Data Science Concepts

  • hash function: any function that can be used to map data of arbitrary size to data of fixed size. One use is a data structure called a hash table, widely used in computer software for rapid data lookup. Hash functions accelerate table or database lookup by detecting duplicated records in a large file.
  • O(n): big O notation is used to classify algorithms according to how their running time or space requirements grow as the input size grows. In analytic number theory, big O notation is often used to express a bound on the difference between an arithmetical function and a better understood approximation.

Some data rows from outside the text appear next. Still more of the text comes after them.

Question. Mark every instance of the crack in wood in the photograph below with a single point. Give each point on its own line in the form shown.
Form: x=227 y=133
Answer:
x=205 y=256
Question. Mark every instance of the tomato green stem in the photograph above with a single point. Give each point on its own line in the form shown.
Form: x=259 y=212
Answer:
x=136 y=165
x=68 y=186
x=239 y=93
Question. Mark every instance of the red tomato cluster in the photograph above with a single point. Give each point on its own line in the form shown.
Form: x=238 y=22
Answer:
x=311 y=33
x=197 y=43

  • Model Selection Techniques:
    • Probabilistic Measures: Scoring by performance and complexity of model.
    • Resampling Methods: Splitting in sub-train and sub-test datasets and scoring by mean values of repeated runs.

Techniques:

  • Resampling:
    • Estimating the precision of sample statistics (medians, variances, percentiles) by using subsets of available data (jackknifing) or drawing randomly with replacement from a set of data points (bootstrapping)

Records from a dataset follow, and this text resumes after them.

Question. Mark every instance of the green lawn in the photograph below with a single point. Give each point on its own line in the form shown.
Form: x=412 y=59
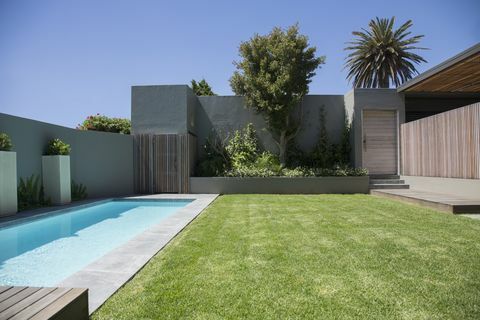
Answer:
x=310 y=257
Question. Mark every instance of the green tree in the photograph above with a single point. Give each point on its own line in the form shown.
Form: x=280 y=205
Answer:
x=382 y=56
x=273 y=75
x=202 y=88
x=100 y=122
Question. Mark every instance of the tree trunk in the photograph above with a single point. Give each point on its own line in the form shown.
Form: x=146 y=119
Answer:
x=282 y=148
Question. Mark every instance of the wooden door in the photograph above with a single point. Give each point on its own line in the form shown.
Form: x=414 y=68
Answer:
x=379 y=141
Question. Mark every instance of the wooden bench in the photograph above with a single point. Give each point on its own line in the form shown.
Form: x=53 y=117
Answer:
x=43 y=303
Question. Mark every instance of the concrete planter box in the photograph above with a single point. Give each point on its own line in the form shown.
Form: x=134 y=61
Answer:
x=8 y=183
x=279 y=185
x=56 y=179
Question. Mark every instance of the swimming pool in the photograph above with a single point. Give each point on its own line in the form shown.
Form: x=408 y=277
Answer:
x=48 y=249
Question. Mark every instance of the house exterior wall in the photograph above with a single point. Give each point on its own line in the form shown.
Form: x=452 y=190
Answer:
x=176 y=109
x=161 y=109
x=102 y=161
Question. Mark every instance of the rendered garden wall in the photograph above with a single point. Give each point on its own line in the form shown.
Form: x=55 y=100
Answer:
x=279 y=185
x=103 y=162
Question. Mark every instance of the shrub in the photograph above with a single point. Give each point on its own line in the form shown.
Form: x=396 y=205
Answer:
x=57 y=147
x=5 y=142
x=79 y=191
x=103 y=123
x=296 y=172
x=30 y=194
x=242 y=149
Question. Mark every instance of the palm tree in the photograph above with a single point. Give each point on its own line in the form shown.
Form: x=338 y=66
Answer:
x=381 y=56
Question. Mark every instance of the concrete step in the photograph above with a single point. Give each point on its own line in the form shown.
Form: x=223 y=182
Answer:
x=389 y=186
x=386 y=181
x=384 y=176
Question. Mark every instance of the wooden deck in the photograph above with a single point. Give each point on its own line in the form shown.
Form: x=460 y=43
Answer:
x=43 y=303
x=443 y=202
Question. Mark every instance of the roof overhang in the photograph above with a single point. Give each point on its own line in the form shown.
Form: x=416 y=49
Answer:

    • Exchanging labels on data points when performing significance tests (permutation tests, also called exact tests, randomization tests, or re-randomization tests)
    • Validating models by using random subsets (bootstrapping, cross-validation)
  • Shrinkage
    • In relation to the general observation that, in regression analysis, a fitted relationship appears to perform less well on a new data set than on the data set used for fitting. In particular the value of the coefficient of determination ‘shrinks’.
    • To describe general types of estimators, or the effects of some types of estimation, whereby a naive or raw estimate is improved by combining it with other information (see shrinkage estimator).
  • Dimension Reduction(Dimensionality Reduction): the process of reducing the number of random variables under consideration by obtaining a set of principal variables.
  • Data Augmentation: a technique used to increase the amount of data by generating data using transformations such as rotation, scaling, or flipping to existing data.
  • Artifact: Artifact refers to an intermediate result in the data science development process. In the data science workflow, an artifact can be a model, a chart, a statistic, a dataframe, or a Feature function.
  • Data Pipeline: A pipeline refers to a series of steps that transform data into useful information/product and is often automated.